I watched them argue, a wrench still in my tiny hand. This was becoming a pattern. Theodosia wanted me in the gym. Olfang wanted me in the lab. And I was stuck in the middle, trying to figure out which side I even wanted to be on.

The thing was, I didn't hate what Olfang was teaching me.

Engineering was… kind of cool, actually.

He'd started with the basics, circuits, power flow, energy conversion, and beginner formulas. Stuff that would've made my head spin back on Earth, but here? Here it was like learning to tie your shoes fundamentally.

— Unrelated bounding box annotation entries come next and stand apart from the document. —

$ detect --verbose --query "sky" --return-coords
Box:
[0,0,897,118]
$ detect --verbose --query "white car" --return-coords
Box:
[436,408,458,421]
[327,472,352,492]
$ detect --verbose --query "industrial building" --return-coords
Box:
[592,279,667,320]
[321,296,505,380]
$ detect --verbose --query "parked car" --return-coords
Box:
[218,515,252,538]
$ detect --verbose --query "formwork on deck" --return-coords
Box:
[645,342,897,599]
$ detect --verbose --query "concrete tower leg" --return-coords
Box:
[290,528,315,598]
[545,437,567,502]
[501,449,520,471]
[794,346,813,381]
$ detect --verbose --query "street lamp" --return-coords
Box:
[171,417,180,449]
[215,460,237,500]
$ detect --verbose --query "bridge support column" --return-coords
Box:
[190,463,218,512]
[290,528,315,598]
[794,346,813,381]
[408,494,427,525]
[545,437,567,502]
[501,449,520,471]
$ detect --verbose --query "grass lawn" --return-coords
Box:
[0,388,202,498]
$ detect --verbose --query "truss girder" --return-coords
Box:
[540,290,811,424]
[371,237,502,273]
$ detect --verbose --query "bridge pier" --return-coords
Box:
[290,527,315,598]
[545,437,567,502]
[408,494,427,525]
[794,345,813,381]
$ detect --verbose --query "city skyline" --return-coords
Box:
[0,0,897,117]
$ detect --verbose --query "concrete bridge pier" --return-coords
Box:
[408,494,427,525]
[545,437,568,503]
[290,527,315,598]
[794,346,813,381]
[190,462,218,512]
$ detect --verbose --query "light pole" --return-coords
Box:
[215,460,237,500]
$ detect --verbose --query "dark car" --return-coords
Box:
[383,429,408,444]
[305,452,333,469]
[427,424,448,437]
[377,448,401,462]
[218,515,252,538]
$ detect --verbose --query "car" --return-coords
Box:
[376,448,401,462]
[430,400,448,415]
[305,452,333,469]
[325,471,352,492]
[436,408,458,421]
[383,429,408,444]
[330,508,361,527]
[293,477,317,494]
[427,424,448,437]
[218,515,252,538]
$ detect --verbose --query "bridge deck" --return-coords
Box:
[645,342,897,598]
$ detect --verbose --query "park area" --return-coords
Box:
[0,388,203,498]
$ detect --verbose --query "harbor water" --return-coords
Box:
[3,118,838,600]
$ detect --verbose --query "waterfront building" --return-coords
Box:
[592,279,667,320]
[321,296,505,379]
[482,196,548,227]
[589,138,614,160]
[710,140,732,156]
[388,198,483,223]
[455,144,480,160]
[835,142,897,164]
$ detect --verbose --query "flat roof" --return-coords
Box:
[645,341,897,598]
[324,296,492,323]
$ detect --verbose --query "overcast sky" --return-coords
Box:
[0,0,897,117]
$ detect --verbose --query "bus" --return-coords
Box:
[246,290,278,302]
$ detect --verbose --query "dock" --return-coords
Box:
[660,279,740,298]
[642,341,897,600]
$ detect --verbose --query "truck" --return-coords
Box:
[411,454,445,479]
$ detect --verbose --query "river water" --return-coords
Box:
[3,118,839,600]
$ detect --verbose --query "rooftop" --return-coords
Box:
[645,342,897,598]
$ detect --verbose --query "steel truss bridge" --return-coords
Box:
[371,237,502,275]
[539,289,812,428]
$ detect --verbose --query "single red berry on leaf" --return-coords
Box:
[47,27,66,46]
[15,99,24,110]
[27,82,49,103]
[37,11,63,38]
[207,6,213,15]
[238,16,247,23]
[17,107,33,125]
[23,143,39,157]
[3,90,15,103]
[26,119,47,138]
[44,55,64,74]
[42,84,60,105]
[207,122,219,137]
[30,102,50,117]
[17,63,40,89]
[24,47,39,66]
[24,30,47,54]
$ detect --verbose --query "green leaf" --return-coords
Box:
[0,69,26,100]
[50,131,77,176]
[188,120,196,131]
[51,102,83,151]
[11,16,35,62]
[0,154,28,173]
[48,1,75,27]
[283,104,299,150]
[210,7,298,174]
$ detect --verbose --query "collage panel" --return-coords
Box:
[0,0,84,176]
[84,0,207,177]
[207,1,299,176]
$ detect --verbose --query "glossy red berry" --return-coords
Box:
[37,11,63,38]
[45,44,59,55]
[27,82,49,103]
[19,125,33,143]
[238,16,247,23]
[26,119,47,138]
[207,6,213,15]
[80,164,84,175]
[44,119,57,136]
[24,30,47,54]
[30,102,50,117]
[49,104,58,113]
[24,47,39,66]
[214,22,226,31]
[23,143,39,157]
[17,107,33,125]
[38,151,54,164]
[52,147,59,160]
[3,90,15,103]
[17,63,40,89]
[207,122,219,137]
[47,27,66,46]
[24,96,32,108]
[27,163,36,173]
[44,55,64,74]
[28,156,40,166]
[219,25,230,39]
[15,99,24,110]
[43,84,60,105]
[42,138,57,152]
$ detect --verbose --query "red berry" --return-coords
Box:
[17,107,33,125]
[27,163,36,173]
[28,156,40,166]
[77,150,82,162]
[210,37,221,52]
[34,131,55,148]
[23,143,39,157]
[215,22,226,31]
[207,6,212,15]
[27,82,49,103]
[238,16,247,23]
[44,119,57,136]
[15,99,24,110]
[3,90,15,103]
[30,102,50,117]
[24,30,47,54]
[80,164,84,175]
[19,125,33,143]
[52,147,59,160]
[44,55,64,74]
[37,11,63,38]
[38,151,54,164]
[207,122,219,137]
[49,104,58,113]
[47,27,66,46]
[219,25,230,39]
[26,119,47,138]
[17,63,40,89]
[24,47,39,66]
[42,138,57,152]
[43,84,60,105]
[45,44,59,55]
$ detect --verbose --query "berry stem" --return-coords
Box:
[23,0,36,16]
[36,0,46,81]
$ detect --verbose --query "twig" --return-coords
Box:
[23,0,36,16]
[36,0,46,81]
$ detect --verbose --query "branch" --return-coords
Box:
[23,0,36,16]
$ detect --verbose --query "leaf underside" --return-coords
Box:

It was way deeper than anything we had on Earth, I realized. But if I already know how to fight… why not learn something new?

Diversifying didn't seem like a bad idea. Yeah, I wanted to train pretty badly, especially after how I'd ended up dying. Yeah, I wanted to get back in shape—or into shape, since this body was basically a wet noodle. But it was a new life.

So I paid attention. I learned. I asked questions.

And Olfang ate it up.

"You're a natural," he said one day, watching me assemble a basic photovoltaic power cell. "Most children your age can barely focus for five minutes."

Yeah, well, most children your age haven't been shot in a gym.

And besides learning more or working out I really didn't know what else to do, with all the time in the world I could only occupy my brain with this to keep myself from thinking to much about my past life.

Then, one random afternoon, everything changed.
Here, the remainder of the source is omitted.